For purposes of the foregoing, “immediate reemployment” means that the
employee’s employment with the successor to the Company or the purchaser of its
assets, as the case may be, results in uninterrupted employment such that the
employee does not suffer a lapse in pay as a result of the change in ownership
of the Company or the sale of its assets.

Section 4.       Amount Of Benefit.

               (a)       Base Salary. Each Eligible Employee shall receive
twelve (12) months of Base Salary. Such amount shall be paid pursuant to the
Company’s regularly scheduled payroll periods and shall be subject to all
required tax withholding.

               (b)       Bonus Payment.
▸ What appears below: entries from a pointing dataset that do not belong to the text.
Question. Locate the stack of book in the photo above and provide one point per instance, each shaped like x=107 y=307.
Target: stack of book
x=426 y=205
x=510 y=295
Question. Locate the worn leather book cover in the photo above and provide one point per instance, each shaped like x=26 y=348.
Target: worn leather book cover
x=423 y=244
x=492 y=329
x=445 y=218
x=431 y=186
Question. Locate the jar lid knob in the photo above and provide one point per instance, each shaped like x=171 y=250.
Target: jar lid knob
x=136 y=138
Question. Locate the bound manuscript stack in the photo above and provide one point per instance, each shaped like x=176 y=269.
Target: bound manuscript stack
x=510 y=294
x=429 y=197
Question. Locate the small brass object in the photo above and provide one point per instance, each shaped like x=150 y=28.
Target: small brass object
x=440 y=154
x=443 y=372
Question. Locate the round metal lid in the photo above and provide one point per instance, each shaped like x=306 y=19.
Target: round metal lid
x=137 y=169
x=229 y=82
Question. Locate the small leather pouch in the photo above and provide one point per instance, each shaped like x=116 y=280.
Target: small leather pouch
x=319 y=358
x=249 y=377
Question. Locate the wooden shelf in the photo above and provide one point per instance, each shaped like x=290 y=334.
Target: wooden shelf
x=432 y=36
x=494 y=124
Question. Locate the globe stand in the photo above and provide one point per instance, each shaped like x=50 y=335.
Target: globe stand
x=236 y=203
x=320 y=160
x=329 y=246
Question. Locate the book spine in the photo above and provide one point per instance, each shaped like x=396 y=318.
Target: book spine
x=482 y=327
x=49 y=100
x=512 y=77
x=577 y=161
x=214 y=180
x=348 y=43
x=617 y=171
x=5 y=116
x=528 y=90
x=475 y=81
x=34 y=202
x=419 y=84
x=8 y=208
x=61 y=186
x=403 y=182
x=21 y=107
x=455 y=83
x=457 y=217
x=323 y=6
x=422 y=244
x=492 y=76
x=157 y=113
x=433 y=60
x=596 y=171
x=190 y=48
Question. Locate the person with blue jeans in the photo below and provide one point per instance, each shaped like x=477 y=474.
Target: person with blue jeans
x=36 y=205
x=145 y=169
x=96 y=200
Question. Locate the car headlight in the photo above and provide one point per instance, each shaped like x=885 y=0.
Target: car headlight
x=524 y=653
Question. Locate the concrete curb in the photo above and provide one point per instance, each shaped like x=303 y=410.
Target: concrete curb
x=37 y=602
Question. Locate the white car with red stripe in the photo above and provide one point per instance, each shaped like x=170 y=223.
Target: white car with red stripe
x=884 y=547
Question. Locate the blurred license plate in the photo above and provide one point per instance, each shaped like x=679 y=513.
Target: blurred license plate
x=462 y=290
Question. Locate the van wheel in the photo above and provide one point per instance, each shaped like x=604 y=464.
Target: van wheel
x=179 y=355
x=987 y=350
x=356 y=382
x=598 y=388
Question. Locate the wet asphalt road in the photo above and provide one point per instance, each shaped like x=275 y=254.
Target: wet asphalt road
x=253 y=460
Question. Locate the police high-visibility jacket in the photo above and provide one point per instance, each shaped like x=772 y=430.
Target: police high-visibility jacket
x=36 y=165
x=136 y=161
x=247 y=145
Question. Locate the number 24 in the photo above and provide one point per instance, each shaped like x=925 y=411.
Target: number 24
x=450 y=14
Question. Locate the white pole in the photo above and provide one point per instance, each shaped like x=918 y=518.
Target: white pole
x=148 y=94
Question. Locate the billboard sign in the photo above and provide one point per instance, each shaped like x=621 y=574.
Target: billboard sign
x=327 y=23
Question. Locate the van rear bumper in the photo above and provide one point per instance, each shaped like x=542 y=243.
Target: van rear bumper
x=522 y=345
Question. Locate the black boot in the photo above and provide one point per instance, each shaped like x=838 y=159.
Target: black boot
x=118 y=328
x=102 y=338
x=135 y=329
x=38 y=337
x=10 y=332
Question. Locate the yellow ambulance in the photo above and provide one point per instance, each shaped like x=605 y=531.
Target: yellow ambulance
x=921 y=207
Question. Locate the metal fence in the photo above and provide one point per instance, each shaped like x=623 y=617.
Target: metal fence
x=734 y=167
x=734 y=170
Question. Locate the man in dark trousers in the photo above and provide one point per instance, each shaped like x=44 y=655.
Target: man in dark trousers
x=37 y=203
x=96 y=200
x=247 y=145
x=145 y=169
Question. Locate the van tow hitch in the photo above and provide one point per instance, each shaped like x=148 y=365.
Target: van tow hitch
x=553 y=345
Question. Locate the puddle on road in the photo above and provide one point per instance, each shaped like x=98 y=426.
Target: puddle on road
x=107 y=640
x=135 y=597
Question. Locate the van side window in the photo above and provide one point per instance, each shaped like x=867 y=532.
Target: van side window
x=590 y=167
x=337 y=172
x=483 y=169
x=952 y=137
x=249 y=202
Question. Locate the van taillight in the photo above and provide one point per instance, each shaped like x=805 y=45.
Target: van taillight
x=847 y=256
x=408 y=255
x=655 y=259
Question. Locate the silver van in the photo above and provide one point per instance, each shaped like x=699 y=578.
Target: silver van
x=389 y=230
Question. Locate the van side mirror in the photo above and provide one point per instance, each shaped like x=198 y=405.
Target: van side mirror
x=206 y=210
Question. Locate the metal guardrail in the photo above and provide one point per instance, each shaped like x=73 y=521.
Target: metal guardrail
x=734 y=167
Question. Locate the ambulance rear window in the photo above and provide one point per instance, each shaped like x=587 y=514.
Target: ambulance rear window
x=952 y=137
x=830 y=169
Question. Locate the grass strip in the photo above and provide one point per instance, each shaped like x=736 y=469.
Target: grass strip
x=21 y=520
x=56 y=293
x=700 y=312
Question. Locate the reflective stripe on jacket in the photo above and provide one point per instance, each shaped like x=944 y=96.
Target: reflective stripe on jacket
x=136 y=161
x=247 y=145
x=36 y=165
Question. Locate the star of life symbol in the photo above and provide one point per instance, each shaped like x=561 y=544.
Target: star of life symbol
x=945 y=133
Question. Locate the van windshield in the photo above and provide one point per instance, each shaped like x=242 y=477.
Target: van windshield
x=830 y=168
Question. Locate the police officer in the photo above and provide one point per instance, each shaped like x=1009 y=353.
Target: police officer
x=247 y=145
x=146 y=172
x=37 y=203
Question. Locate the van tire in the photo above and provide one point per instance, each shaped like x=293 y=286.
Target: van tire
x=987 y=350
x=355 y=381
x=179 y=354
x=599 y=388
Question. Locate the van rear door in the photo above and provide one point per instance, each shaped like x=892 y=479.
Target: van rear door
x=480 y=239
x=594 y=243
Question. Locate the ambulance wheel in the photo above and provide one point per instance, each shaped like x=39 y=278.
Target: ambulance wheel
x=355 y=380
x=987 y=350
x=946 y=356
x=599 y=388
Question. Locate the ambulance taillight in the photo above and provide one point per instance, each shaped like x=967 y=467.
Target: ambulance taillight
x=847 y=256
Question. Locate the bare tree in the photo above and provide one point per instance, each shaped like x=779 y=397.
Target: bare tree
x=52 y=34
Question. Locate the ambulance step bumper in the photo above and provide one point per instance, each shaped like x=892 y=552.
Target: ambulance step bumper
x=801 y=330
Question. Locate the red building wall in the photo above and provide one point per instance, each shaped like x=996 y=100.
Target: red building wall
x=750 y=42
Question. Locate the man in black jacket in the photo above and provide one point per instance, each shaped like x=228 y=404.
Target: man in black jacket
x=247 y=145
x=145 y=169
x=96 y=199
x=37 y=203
Each Eligible Employee shall receive a
bonus payment equal to the average of the Eligible Employee’s annual bonuses
paid by the Company with respect to the last three (3) complete fiscal years of
the Company for which the Eligible Employee was eligible to receive a bonus (or
such fewer fiscal years of the Company for which such Eligible Employee was
eligible to receive an annual bonus); provided, however, that if an Eligible
Employee’s Covered Termination occurs during the first fiscal year for which he
or she was eligible to receive an annual bonus, such Eligible Employee shall
receive a bonus payment based on the Eligible Employee’s performance through the
Covered Termination. Such amount shall be paid in a lump sum and shall be
subject to all required tax withholding.

               (c)       Continued Insurance Benefits. Provided that the
Eligible Employee elects continued coverage under the Consolidated Omnibus
Budget Reconciliation Act of 1985 (“COBRA”), the Company shall pay the portion
of premiums of each Eligible Employee’s group medical, dental and vision
coverage, including coverage for the Eligible Employee’s eligible dependents,
that the Company paid prior to the Covered Termination, for the Continuation
Period; provided, however, that no such premium payments shall be made following
the effective date of the Eligible Employee’s coverage by a medical, dental or
vision insurance plan of a subsequent employer. Each Eligible Employee shall be
required to notify the Company immediately if the Eligible Employee becomes
covered by a medical, dental or vision insurance plan of a subsequent employer.
No provision of this Plan will affect the continuation coverage rules under
COBRA, except that the Company’s payment of any applicable insurance premiums
during the Continuation Period will be credited as payment by the Eligible
Employee for purposes of the Eligible Employee’s payment required under COBRA.
Therefore, the period during which an Eligible Employee may elect whether or not
to continue the Company’s group medical, dental or vision coverage under COBRA,
the length of time during which COBRA continuation coverage will be made
available to the Eligible Employee, and all other rights and obligations of the
Eligible Employee under COBRA will be applied in the same manner that such rules
would apply in the absence of this Plan. At the conclusion of the Continuation
Period, the Eligible Employee will be responsible for the entire payment of
premiums required under COBRA for the duration of the COBRA continuation period.
For purposes of this Section 4(c), applicable premiums that will be paid by the
Company during the Continuation Period shall not include any amounts payable by
the Eligible Employee under a Section 125 health care reimbursement plan, which
amounts, if any, are the sole responsibility of the Eligible Employee.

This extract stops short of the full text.